Medienkritik ist links: Jenseits von Linksliberalismus und Rechtspopulismus

Mit den Enthüllungen von correctiv.org hat es der Kampf gegen Rechts wieder nach ganz oben auf die Tagesordnung linker und linksliberaler Zusammenschlüsse geschafft. Eine Hauptarena ist die mediale und gesellschaftliche Öffentlichkeit. Unsere These: Bürgerliche Medien und antibürgerliche Verschwörungsmythologie gehören zusammen, weil sie beide den Kapitalismus unberührt lassen. Das Märchen vom Linksruck der letzten Jahrzehnte ertönt aus beiden Lagern und zeigt weder die tägliche Realität des Neoliberalismus, noch sozialökologische Antworten im Sinne der Arbeiter*innen. Wie der Kapitalismus einst wegbereitend für den Faschismus war, präpariert der Neoliberalismus heute den Rechtspopulismus. Was es braucht: eine wirkliche Alternative von links, die medienkritisch schon deshalb sein muss, um Mehrheiten gewinnen zu können.
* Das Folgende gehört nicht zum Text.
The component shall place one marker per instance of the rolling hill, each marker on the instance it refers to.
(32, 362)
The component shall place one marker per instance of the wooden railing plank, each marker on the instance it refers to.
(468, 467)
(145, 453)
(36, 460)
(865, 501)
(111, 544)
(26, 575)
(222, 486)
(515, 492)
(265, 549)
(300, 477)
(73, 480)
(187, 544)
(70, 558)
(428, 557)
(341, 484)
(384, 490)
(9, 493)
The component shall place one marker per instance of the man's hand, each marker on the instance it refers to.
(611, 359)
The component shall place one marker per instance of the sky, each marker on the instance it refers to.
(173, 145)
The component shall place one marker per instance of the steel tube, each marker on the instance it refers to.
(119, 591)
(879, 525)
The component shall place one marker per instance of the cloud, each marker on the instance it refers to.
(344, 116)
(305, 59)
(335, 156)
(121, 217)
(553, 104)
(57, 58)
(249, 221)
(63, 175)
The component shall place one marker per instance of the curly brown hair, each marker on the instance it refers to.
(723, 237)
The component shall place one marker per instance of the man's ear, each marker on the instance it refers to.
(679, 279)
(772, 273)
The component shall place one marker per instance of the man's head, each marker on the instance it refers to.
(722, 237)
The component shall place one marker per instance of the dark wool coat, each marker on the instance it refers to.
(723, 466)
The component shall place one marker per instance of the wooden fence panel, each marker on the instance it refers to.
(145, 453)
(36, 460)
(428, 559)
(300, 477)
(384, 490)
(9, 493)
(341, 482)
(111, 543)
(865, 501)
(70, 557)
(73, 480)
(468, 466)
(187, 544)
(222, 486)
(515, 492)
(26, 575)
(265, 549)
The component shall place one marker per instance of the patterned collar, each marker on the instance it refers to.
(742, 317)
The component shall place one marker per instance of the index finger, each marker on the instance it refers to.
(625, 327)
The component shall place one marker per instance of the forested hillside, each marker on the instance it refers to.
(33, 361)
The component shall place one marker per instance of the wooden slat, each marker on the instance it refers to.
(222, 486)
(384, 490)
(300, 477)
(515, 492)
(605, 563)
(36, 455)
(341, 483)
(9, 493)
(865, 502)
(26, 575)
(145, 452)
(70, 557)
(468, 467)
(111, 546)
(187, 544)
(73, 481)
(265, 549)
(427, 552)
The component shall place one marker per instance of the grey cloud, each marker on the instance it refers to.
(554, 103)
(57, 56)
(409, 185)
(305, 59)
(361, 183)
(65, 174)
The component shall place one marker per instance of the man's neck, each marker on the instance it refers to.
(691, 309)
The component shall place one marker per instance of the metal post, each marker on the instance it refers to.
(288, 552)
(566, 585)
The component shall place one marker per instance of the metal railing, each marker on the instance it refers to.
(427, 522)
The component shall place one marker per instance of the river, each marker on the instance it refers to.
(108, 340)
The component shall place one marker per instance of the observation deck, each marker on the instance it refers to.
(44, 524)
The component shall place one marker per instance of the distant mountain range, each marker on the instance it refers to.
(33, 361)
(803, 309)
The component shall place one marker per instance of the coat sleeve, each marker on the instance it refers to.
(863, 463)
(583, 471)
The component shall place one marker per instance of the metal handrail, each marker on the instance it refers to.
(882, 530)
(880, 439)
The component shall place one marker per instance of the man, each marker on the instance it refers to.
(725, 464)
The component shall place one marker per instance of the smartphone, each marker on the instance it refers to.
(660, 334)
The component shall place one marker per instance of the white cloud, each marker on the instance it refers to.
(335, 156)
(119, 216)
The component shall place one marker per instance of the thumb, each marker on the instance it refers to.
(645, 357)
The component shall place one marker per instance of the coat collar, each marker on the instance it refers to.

Gemeinsam mit Soziologe und Autor Lukas Meisner ("Medienkritik ist links" 2023) wollen wir in die Diskussion kommen, und eine neue Linke skizzieren, die im Kampf gegen Rechts erfolgreich sein kann.


Wohnen in der Krise: Warum Wohnen ein Luxus geworden ist

Mancherorts haben sich die Mieten in den letzten 10 Jahren mehr als verdoppelt, gleichzeitig fallen tausende Wohnungen aus der Sozialbindung und nicht nur in Berlin werden Mietwohnungen zum Objekt der Rendite des globalen Kapitalmarkts. Wie kam es dazu und was können und müssen wir als Sozialist*innen dagegen tun?
Gemeinsam mit Niklas Schenker (Mitglied im Berliner Abgeordnetenhaus für die Linke) und Bana Mahmood (Aktivistin bei Deutsche Wohnen und Co. Enteignen) wollen wir diskutieren, welche Rolle die Linkspartei, als auch soziale Bewegungen in der Bekämpfung der Mietenkrise spielen können.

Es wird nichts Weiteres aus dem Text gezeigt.